# Theater Marquee



## cstak (May 14, 2012)

Anyone know of a manufacturer that makes indoor/outdoor marquees?


----------



## Bob Pero (Jan 13, 2008)

Check this site out 

http://www.building-your-model-railroad.com/lighting-effects.html


----------



## cstak (May 14, 2012)

Thanks, I'll check it out.


----------



## armorsmith (Jun 1, 2008)

Cstak, 

I read an article a long time ago about making a theater marque out of plexiglass and fiber optics. The fiber optics were the chase lights going around the marque. The lettering in the marque was 'routed' into the surface of the marque, but not through. The marque was then edge lighted and the rough surface of the cut letters light up while the clear surfaces of the plexiglass were painted black or white (too many nights sleep since then). The article was done for HO as I remember, but it might be a basis for a 'G' scale project. Instead of the fiber optics, small LEDs might be the ticket (no pun intended) and just larger letters . I wish I could remember which magazine it was in, or even the time frame. Lighting the LEDs in a chase pattern might be a challenge for one of our electronic geniuses. 

Maybe someone who was in the smaller scales, or still is, might have access to an article data base for MR or RMC (I am fairly certain it was one of those two). Good luck with the project, it sounds like a neat challenge. 

Bob C.


----------



## Pete Thornton (Jan 2, 2008)

I read an article a long time ago about making a theater marque out of plexiglass and fiber optics 
That's what I remembered too. It must have been MR, as I didn't subscribe to RMC.


----------



## blueregal (Jan 3, 2008)

Posted By cstak on 14 May 2012 02:24 PM 
Anyone know of a manufacturer that makes indoor/outdoor marquees? 

These animated signs are O/Ho scale but some could be close to G scale use they have a drive in theater and a movie theater sign in their inventory, but shop around you can find them less expensive than the manufacturer's site.
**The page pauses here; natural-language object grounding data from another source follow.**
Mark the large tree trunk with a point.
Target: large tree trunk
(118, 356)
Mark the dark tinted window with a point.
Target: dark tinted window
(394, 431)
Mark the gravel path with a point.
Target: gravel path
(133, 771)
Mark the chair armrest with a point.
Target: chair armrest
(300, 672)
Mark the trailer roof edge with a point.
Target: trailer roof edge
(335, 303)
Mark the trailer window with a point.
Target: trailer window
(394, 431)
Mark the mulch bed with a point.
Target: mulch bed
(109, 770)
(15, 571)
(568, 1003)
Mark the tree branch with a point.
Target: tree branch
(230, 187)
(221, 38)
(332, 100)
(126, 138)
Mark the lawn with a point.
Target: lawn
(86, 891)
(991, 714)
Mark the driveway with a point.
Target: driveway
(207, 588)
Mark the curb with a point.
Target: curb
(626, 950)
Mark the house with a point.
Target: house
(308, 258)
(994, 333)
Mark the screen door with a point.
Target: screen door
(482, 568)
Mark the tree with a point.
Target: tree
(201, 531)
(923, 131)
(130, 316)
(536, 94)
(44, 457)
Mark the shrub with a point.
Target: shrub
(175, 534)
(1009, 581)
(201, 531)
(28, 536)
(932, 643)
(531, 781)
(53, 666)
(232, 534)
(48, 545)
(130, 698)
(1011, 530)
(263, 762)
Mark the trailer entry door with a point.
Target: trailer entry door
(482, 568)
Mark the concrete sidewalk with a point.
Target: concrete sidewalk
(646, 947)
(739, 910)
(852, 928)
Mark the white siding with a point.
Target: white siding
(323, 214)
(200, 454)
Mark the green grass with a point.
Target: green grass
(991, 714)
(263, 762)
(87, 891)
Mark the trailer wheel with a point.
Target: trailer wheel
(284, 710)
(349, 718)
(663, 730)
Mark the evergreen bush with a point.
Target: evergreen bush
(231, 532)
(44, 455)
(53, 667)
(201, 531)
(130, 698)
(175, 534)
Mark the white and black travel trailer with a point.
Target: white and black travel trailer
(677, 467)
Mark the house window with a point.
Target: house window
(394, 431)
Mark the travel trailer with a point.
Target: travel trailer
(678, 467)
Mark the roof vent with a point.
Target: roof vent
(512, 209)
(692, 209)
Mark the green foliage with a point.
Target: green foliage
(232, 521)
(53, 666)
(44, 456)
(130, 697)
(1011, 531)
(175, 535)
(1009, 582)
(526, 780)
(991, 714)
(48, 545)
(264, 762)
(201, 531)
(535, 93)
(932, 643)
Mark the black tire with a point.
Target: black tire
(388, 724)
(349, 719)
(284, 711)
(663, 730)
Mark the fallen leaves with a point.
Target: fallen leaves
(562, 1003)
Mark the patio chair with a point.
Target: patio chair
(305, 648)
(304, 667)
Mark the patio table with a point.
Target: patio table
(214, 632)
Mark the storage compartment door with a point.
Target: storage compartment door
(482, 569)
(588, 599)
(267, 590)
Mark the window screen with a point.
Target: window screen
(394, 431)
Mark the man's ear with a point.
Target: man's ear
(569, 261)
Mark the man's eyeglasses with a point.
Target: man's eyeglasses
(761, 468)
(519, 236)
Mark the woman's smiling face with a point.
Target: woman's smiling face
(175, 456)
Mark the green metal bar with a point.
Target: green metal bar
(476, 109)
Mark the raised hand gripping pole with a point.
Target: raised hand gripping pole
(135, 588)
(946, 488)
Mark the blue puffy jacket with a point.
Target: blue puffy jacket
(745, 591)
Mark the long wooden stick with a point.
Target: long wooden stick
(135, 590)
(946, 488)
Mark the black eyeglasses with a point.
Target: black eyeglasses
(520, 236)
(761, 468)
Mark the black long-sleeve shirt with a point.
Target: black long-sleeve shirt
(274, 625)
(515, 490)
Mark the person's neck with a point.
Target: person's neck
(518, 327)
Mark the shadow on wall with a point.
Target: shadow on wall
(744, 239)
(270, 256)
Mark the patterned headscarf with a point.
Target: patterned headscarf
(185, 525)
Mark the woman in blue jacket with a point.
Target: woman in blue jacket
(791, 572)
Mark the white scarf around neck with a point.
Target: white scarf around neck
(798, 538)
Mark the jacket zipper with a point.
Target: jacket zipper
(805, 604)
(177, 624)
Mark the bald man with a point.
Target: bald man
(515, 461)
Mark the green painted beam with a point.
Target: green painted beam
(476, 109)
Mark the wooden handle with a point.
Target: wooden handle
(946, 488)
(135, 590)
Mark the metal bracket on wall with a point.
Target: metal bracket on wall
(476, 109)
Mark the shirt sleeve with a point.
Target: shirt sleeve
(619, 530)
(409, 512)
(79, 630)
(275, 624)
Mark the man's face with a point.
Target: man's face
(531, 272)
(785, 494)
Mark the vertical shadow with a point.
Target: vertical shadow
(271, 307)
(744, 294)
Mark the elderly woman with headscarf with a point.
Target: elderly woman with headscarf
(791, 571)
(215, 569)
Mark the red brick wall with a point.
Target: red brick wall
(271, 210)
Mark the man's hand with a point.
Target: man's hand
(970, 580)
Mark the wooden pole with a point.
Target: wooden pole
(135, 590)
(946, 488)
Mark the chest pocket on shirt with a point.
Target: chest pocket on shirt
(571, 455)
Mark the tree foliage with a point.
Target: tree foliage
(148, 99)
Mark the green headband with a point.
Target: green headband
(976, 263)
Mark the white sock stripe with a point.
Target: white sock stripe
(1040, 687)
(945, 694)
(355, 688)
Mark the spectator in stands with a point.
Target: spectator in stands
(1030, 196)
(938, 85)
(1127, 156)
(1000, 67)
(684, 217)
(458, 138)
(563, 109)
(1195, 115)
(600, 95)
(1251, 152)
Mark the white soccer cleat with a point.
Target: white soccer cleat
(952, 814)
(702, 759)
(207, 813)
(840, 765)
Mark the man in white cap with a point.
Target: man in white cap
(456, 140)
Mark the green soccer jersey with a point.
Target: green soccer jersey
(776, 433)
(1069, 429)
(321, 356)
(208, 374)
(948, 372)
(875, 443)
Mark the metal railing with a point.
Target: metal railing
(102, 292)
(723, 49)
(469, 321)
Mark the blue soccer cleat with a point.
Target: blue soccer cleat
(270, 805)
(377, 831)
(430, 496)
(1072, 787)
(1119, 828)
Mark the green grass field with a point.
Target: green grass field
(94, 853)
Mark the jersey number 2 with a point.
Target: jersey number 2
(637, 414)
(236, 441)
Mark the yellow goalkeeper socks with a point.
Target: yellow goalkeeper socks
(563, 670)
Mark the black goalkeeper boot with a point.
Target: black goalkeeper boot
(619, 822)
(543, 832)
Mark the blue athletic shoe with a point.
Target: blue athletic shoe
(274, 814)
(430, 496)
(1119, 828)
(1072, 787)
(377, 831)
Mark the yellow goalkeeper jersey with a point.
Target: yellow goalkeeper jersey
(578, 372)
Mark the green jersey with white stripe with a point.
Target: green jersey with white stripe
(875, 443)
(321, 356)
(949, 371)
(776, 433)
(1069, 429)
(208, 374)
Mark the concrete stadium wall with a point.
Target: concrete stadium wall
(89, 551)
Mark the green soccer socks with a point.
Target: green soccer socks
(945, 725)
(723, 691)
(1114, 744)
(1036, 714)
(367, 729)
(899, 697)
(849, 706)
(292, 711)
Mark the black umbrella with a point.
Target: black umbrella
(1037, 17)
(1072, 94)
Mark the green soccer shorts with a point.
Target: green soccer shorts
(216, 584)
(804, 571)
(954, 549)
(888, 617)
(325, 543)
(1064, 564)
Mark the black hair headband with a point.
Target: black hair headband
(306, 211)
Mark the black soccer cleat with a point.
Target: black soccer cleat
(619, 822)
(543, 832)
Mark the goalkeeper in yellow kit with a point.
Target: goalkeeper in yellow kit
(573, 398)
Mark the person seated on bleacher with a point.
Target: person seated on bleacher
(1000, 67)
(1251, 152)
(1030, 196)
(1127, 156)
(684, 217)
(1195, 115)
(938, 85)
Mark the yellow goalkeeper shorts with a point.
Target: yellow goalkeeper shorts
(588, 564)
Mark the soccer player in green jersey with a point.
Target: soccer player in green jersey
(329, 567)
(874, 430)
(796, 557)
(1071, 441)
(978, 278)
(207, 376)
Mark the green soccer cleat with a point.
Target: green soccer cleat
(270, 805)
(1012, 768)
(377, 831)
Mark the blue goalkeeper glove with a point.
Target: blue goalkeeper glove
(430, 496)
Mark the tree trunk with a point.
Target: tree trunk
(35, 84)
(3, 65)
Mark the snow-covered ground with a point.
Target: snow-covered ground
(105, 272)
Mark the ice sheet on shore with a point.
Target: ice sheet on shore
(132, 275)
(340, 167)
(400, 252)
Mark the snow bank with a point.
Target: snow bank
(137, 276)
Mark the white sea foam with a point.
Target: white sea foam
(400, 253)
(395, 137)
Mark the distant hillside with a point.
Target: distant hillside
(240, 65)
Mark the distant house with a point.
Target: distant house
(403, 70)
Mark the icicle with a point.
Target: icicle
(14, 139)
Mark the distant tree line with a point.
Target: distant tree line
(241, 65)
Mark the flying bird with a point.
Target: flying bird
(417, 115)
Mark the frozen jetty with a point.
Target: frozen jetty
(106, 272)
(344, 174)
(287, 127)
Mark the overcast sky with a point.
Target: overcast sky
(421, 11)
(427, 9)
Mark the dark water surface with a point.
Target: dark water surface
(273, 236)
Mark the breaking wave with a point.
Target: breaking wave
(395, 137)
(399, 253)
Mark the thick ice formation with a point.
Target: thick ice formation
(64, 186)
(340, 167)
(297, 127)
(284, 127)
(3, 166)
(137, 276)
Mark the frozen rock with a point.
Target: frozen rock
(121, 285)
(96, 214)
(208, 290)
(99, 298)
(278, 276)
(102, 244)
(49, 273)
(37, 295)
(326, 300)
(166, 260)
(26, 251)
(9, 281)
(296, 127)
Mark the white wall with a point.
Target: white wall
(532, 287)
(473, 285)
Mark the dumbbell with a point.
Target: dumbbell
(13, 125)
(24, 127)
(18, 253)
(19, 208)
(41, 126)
Like Hogtrainz and such there are a lot of sellers of these even on Evil Bay. Regal



Animated-signs


----------



## Rod Fearnley (Jan 2, 2008)

P.77 MR 2011 has a picture of a theater in a Walthers advert. I think that is where the original model that you are talking about was copied from.
It would make an interesting subject for a model.


----------



## armorsmith (Jun 1, 2008)

Rod, 

I think the fiber optic would be far too small for our scale, but there are small enough LEDs that would work there. The 'lighted' marque lettering by edge lighting the plexiglass should work for any scale, just a case of 'how big is the lettering'. I might think about trying it, but if I start another project I think SWMBO would lock me up and throw away the key. 

Bob C.


----------



## Semper Vaporo (Jan 2, 2008)

Posted By armorsmith on 19 May 2012 03:50 PM 
Rod, 

I think the fiber optic would be far too small for our scale, but there are small enough LEDs that would work there. The 'lighted' marque lettering by edge lighting the plexiglass should work for any scale, just a case of 'how big is the lettering'. I might think about trying it, but if I start another project I think SWMBO would lock me up and throw away the key. 

Bob C. 

Gee... Just think, then you'd have lots of time to work on it! Right?


----------